In Bullington v. Missouri, supra, the jury returned a verdict of guilty of murder, and then an additional verdict rejecting the death penalty and fixing the penalty at life imprisonment. One of the aggravating circumstances was "a substantial history of serious assaultive criminal convictions." The defense then filed a motion for a new trial which was granted by the trial judge because of a current decision of the U.S. Supreme Court regarding jury composition. The prosecution then filed a notice that it would seek the death penalty on retrial on the basis of the same aggravating circumstances. The trial court there, unlike the trial court here, struck the notice on a defense motion premised on a double jeopardy bar to the imposition of the death penalty after the jury declined to impose it. The Supreme Court of Missouri reversed the trial court. On certiorari, the U.S. Supreme Court, basing its decision on the double jeopardy clause, reversed.

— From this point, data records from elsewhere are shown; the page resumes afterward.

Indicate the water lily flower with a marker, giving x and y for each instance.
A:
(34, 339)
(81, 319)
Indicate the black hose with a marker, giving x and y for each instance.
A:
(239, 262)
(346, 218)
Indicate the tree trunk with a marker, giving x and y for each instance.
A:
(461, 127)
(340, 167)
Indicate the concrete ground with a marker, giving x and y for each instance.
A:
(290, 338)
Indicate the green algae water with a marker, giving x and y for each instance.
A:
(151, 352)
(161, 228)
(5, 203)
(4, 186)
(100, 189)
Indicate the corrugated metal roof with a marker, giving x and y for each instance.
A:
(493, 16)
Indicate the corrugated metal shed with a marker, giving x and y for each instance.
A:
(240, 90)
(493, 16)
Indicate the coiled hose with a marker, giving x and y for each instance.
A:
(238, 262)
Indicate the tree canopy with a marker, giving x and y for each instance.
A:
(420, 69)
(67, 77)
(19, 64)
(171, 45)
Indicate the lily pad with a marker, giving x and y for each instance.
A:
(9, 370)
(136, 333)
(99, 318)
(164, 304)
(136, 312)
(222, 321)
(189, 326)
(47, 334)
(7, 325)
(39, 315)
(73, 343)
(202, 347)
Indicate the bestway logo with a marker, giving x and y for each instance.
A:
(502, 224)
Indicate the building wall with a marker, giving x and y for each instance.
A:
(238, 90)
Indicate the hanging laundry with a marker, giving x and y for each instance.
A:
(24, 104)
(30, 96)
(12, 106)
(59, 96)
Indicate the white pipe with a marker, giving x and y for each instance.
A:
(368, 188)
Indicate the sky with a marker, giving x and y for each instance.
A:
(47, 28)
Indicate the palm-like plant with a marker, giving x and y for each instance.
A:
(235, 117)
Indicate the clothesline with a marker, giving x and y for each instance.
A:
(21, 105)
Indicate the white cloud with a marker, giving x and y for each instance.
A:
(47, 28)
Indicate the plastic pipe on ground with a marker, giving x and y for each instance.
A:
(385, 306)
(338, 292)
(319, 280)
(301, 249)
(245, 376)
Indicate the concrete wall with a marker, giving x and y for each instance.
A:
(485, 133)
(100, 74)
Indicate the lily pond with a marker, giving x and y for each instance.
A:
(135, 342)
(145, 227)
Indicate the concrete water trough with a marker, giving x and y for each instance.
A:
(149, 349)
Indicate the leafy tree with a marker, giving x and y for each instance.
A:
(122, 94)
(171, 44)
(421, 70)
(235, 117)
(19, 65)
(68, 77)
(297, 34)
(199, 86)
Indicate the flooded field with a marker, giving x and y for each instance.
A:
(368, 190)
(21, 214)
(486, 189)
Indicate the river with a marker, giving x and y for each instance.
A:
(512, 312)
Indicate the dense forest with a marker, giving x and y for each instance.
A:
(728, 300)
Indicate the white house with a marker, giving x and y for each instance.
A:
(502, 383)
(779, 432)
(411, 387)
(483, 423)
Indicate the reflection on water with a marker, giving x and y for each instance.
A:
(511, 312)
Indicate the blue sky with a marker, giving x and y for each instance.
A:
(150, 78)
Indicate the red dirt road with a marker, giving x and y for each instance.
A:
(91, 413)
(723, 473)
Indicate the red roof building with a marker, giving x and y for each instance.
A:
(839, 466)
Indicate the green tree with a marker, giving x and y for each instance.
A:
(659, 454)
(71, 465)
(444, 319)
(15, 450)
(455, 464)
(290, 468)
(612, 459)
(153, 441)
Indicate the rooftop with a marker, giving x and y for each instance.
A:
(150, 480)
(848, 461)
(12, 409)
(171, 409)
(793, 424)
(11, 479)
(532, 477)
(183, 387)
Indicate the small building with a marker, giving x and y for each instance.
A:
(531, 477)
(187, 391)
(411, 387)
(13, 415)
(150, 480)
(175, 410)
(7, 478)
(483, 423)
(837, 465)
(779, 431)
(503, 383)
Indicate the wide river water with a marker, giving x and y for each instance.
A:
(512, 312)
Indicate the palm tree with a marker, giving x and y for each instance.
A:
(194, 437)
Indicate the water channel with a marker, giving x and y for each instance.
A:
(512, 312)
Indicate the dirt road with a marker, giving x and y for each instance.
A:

It has certainly been the general rule that the protection against being twice placed in jeopardy in the Fifth Amendment, unlike the due process clause, does not extend to sentencing processes, and does not protect against a more severe sentence upon retrial and reconviction. North Carolina v. Pearce, (1969) 395 U.S. 711, 89 S. Ct. 2072, 23 L. Ed. 2d 656. Death at the hands of the state is a more severe sentence than life imprisonment, and it is therefore apparent that the Supreme Court departed from the general rule in the Bullington case. As I see it, the fact that death was the more severe sentence is not at all at the core of the court's reasoning, but it provided the impetus for the additional judicial vigilance which uncovered the additional protective aspect of the double jeopardy clause. That which is at the core is the jury's decision reached after a sentencing procedure which had the "hallmarks" of a trial on guilt or innocence. Those hallmarks include (1) a duty of the prosecution to prove additional facts to justify a particular sentence, (2) a separate and identifiable procedure including standards to guide the jury's decision, (3) the binding quality of the jury's decision, (4) proof beyond a reasonable doubt, and (5) the ability of a court to view the procedure and rationally declare whether or not the prosecution has proved its case for the sentence sought. The jury sentencing procedure under our habitual offender statute had these hallmarks, and therefore the jury's verdict resolving the habitual offender claim of the prosecution in favor of the appellant must bar a thirty year enhancement on the basis of the habitual offender statute, of a sentence meted out to him upon retrial and reconviction for these two underlying offenses with which he stands charged. Any such enhancement is, as I see it, now barred by the Fifth Amendment.

PRENTICE, J., concurs.

PRENTICE, Justice, dissenting.

I dissent.

I would not permit the State to refile, in the same case, an habitual offender count, alleging the same two prior felonies upon which a negative finding had previously been returned. It is immaterial that a retrial upon the underlying felony was appropriate following a favorable ruling upon the Defendant's motion to correct errors.

As previously expressed, neither would I permit the filing of an habitual offender count alleging more than two prior felony convictions without also requiring special findings (not now authorized). Under the present practice of permitting more than *327 two prior convictions to be alleged and a general verdict, it is impossible to determine the convictions, if any, upon which the minds of the jurors met. To permit enhanced sentencing upon such loose procedures opens the door to happenstance enhancement and denies fundamental due process.